By Hereward Holland
Each year Christian Ndombe and other park rangers scour the beaches of Democratic Republic of Congo’s vanishing coastline for turtle nests, bringing the eggs to a hatching centre where they are incubated for eight weeks.
Rising sea levels and erosion have consumed almost a quarter of the turtle’s nesting grounds, the rangers estimate.
Now a new concern is emerging in the form of a port, which the government says will bring jobs and lower the cost of imports, but that rangers worry will further endanger them.
“The problem we have at the moment is that to really protect them, we need to protect the coast,” Ndombe said after releasing hundreds of freshly hatched turtles onto the beach and watching them scramble into the surf.

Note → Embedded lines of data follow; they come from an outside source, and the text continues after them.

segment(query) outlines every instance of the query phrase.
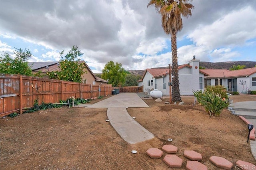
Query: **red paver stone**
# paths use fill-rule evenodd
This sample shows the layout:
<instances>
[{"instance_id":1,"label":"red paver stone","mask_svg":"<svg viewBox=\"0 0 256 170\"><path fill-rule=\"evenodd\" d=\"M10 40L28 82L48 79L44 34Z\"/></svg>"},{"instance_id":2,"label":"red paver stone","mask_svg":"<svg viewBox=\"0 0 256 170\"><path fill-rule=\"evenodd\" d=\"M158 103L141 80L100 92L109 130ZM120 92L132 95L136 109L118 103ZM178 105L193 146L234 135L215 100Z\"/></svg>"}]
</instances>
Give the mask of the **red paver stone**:
<instances>
[{"instance_id":1,"label":"red paver stone","mask_svg":"<svg viewBox=\"0 0 256 170\"><path fill-rule=\"evenodd\" d=\"M217 167L226 170L231 170L233 167L233 164L224 158L213 156L209 159L211 162Z\"/></svg>"},{"instance_id":2,"label":"red paver stone","mask_svg":"<svg viewBox=\"0 0 256 170\"><path fill-rule=\"evenodd\" d=\"M171 168L181 168L183 160L175 155L166 155L164 162Z\"/></svg>"},{"instance_id":3,"label":"red paver stone","mask_svg":"<svg viewBox=\"0 0 256 170\"><path fill-rule=\"evenodd\" d=\"M178 148L172 144L165 144L162 149L168 154L175 154L178 152Z\"/></svg>"},{"instance_id":4,"label":"red paver stone","mask_svg":"<svg viewBox=\"0 0 256 170\"><path fill-rule=\"evenodd\" d=\"M152 158L160 158L164 154L163 151L158 148L150 148L146 153Z\"/></svg>"},{"instance_id":5,"label":"red paver stone","mask_svg":"<svg viewBox=\"0 0 256 170\"><path fill-rule=\"evenodd\" d=\"M194 150L185 150L184 151L184 156L191 160L201 161L203 159L202 155Z\"/></svg>"},{"instance_id":6,"label":"red paver stone","mask_svg":"<svg viewBox=\"0 0 256 170\"><path fill-rule=\"evenodd\" d=\"M198 161L188 160L187 162L186 168L188 170L207 170L208 168L205 165Z\"/></svg>"},{"instance_id":7,"label":"red paver stone","mask_svg":"<svg viewBox=\"0 0 256 170\"><path fill-rule=\"evenodd\" d=\"M247 162L243 161L242 160L238 160L236 163L236 168L242 170L253 170L256 169L256 166L250 163Z\"/></svg>"}]
</instances>

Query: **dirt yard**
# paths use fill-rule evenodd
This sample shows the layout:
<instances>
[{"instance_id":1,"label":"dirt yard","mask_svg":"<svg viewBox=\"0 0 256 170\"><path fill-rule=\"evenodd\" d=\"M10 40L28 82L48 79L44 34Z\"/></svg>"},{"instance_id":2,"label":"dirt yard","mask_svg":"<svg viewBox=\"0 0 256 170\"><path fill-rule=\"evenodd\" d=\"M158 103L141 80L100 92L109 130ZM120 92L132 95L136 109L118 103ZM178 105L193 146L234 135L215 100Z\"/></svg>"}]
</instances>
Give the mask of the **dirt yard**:
<instances>
[{"instance_id":1,"label":"dirt yard","mask_svg":"<svg viewBox=\"0 0 256 170\"><path fill-rule=\"evenodd\" d=\"M103 100L97 99L91 104ZM231 96L234 102L256 100L256 96ZM194 97L184 97L183 106L144 99L150 108L127 109L156 137L130 145L115 131L107 119L106 109L63 107L0 119L1 170L168 170L161 158L146 154L151 147L172 144L176 155L188 160L185 150L202 154L208 170L219 169L209 161L212 155L234 163L239 159L256 164L247 143L245 123L224 110L210 118L204 109L194 106ZM172 142L167 140L168 138ZM132 154L136 150L138 153ZM236 169L234 167L234 169Z\"/></svg>"}]
</instances>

On a sandy spit a few kilometres down the coast, where the vast Congo River spews into the Atlantic Ocean, President Felix Tshisekedi laid the foundation stone for the $1.2 billion deep-water port on Jan. 31.
On completion in 2025, Banana Port will be able to handle almost half a million containers per year, according to the developer, Dubai’s port giant DP World.

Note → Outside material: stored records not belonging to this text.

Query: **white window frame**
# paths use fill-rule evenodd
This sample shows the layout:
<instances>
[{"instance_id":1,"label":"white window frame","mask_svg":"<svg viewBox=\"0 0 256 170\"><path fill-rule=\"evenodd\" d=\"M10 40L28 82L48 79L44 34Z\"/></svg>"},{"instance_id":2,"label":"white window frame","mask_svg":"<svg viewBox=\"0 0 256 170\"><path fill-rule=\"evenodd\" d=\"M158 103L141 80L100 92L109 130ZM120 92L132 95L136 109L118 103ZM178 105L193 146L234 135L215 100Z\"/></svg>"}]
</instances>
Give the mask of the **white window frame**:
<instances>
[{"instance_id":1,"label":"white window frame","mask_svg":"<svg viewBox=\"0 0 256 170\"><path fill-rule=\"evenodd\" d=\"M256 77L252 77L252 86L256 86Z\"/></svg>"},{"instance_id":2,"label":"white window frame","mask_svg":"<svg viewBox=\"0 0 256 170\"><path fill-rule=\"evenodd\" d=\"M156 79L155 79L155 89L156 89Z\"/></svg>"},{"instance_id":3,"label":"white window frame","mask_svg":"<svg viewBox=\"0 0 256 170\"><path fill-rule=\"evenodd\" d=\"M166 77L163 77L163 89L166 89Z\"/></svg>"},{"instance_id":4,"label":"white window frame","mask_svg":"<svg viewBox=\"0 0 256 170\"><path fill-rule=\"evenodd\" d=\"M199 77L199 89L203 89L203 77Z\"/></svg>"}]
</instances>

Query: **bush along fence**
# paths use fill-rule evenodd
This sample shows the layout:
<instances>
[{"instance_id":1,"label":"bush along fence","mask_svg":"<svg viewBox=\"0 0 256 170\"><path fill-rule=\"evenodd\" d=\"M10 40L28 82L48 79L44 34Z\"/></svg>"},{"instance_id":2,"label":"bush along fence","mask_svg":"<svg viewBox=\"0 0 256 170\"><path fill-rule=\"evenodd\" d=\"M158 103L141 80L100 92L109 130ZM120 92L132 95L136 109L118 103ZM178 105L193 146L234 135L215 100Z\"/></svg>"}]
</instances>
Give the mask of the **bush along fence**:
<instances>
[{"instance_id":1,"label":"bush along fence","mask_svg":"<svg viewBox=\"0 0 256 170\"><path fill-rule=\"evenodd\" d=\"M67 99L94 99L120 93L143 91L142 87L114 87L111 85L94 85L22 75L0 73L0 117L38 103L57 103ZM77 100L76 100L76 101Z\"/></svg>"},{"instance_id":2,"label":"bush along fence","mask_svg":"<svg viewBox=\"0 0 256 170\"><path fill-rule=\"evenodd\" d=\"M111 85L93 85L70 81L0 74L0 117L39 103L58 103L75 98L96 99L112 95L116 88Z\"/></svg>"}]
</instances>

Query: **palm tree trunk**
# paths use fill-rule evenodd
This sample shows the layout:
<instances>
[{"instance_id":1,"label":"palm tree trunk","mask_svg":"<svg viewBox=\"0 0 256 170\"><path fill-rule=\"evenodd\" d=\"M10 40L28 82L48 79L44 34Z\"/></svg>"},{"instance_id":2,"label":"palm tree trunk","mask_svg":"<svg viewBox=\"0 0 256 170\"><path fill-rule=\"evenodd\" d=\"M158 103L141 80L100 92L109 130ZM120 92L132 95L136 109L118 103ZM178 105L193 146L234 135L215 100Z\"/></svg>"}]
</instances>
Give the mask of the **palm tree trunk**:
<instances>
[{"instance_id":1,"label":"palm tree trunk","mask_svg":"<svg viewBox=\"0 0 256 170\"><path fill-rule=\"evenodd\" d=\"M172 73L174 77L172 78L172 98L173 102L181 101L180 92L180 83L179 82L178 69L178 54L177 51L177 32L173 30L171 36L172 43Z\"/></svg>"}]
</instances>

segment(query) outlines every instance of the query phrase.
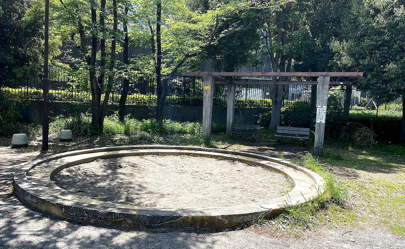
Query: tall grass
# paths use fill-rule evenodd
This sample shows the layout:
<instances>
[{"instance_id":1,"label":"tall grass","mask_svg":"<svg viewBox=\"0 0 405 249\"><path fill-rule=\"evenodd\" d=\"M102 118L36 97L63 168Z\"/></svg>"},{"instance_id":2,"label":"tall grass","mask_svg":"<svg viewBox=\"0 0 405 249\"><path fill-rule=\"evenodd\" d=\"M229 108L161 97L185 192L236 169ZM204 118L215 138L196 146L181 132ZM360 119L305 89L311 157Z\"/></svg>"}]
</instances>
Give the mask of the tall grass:
<instances>
[{"instance_id":1,"label":"tall grass","mask_svg":"<svg viewBox=\"0 0 405 249\"><path fill-rule=\"evenodd\" d=\"M320 175L326 182L326 189L324 195L324 201L343 207L348 198L347 190L338 182L331 174L324 170L317 158L309 152L298 154L299 164ZM328 203L326 203L328 204Z\"/></svg>"},{"instance_id":2,"label":"tall grass","mask_svg":"<svg viewBox=\"0 0 405 249\"><path fill-rule=\"evenodd\" d=\"M184 135L190 144L200 145L202 142L202 125L198 122L180 122L170 119L158 121L151 119L138 120L126 116L123 121L119 121L117 114L106 117L104 119L103 132L106 134L125 135L130 141L144 140L152 142L158 137L169 134ZM80 114L66 117L58 117L50 124L51 133L58 134L61 130L70 130L74 137L85 137L96 134L91 123L91 116ZM224 122L213 122L213 133L224 132L226 130Z\"/></svg>"}]
</instances>

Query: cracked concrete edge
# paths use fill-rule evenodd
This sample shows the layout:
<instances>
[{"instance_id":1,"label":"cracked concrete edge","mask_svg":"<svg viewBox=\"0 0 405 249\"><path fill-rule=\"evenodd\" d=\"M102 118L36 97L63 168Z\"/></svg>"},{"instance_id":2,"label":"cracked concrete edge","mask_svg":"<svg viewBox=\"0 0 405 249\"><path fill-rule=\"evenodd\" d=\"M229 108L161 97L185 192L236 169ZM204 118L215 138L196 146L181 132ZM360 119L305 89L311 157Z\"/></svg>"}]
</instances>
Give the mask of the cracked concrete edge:
<instances>
[{"instance_id":1,"label":"cracked concrete edge","mask_svg":"<svg viewBox=\"0 0 405 249\"><path fill-rule=\"evenodd\" d=\"M301 171L311 178L314 182L314 184L310 194L307 195L307 196L305 197L303 196L303 198L299 198L298 200L295 199L289 200L287 198L286 201L283 202L257 206L259 208L256 210L256 211L228 215L199 215L196 213L194 213L194 215L188 215L187 213L183 213L183 212L176 213L175 212L168 213L166 211L162 215L151 216L150 213L148 213L148 209L143 209L145 211L138 211L137 213L134 213L133 212L126 211L125 209L117 209L118 210L109 211L105 209L105 207L100 207L98 205L89 204L86 207L72 205L71 202L66 202L64 200L61 201L60 200L55 199L54 197L49 195L45 195L45 198L43 198L40 197L40 195L35 195L27 190L27 187L29 187L28 188L31 190L37 189L39 191L39 190L34 187L28 181L26 173L36 166L44 162L64 157L89 153L123 149L145 149L193 150L201 151L216 152L263 159ZM237 159L235 159L237 160ZM13 184L15 193L19 199L24 205L35 210L39 210L66 220L75 220L90 223L111 224L148 230L170 229L180 228L211 229L234 227L251 221L260 216L264 215L266 218L275 216L282 211L286 205L302 203L318 195L322 194L325 188L325 180L319 174L296 164L282 159L254 153L229 150L168 146L103 147L53 155L45 159L34 160L31 163L25 164L16 172ZM156 215L156 213L154 214Z\"/></svg>"}]
</instances>

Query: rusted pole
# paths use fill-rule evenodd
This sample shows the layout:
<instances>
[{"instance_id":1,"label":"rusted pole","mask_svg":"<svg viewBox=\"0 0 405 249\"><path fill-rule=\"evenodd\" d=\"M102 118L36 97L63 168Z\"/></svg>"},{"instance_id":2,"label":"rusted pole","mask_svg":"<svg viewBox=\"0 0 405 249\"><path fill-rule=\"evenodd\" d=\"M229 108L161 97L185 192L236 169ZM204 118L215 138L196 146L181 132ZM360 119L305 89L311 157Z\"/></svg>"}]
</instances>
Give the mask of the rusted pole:
<instances>
[{"instance_id":1,"label":"rusted pole","mask_svg":"<svg viewBox=\"0 0 405 249\"><path fill-rule=\"evenodd\" d=\"M48 78L49 63L49 0L45 1L45 47L44 52L44 77L42 79L42 151L47 151L49 136L49 80Z\"/></svg>"}]
</instances>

The nearby town of Moanda was abuzz with excitement about the project, which will transform the sleepy backwater into an international trade hub.
Congo’s main port at Matadi, which lies around 120 km upstream from Banana, is not deep enough to handle the larger vessels from Asia and Europe, requiring cargo to be transferred to smaller ships at neighbouring Congo Republic’s Pointe Noire port.
The cost of sending goods from China to Congo’s capital Kinshasa via Banana Port instead “would result in a saving of 21 per cent”, according to a 2017 feasibility study by Dutch engineering consultancy Royal Haskoning.
“Banana Port will be a modern, world class port and undoubtedly a game changer for the DRC,” Sultan Ahmed bin Sulayem, CEO of DP World, said at the stone-laying ceremony.
Casting his net into a lagoon, fisherman Alexander Ngoma Chasa said he was looking forward to buying cheap goods and getting a job. But he worries about the turtles and his catch.
Banana Port will be built close to the perimeter of Congo’s Mangrove Marine Park, a nature reserve protected by national and international regulations.
The park contains a variety of vulnerable or endangered plant and animal species, including four species of turtles, manatees and mudskippers.
It is unclear how much of the mangrove forest will be cut down to make way for the port, if any, or the impact of super-tanker traffic because DP World has not published its environmental and social impact assessment.
DP World and the government of Congo did not respond to repeated requests for comment from Reuters. DP World’s website says its “sustainability strategy guides our approach”.
“It helps us to work in a responsible way that prioritises sustainability and impact on the people, communities and environment in which we operate,” it says.
Authorities at the Congolese Institute for Nature Conservation (ICCN), the government agency that manages Congo’s national parks through its rangers, said its experts were not properly consulted by the developers.
“As far as I know there is no study about the environmental and social impact. We need to see these studies. Until now we don’t have them,” said Olivier Mushiete, the head of the ICCN.
DP World this month told Britain’s Guardian newspaper it had submitted an initial environment and social impact study to the Congolese Environment Agency, which issued DP World an environmental certificate.
“We will conduct a further detailed environmental impact study before construction starts,” it was quoted as saying.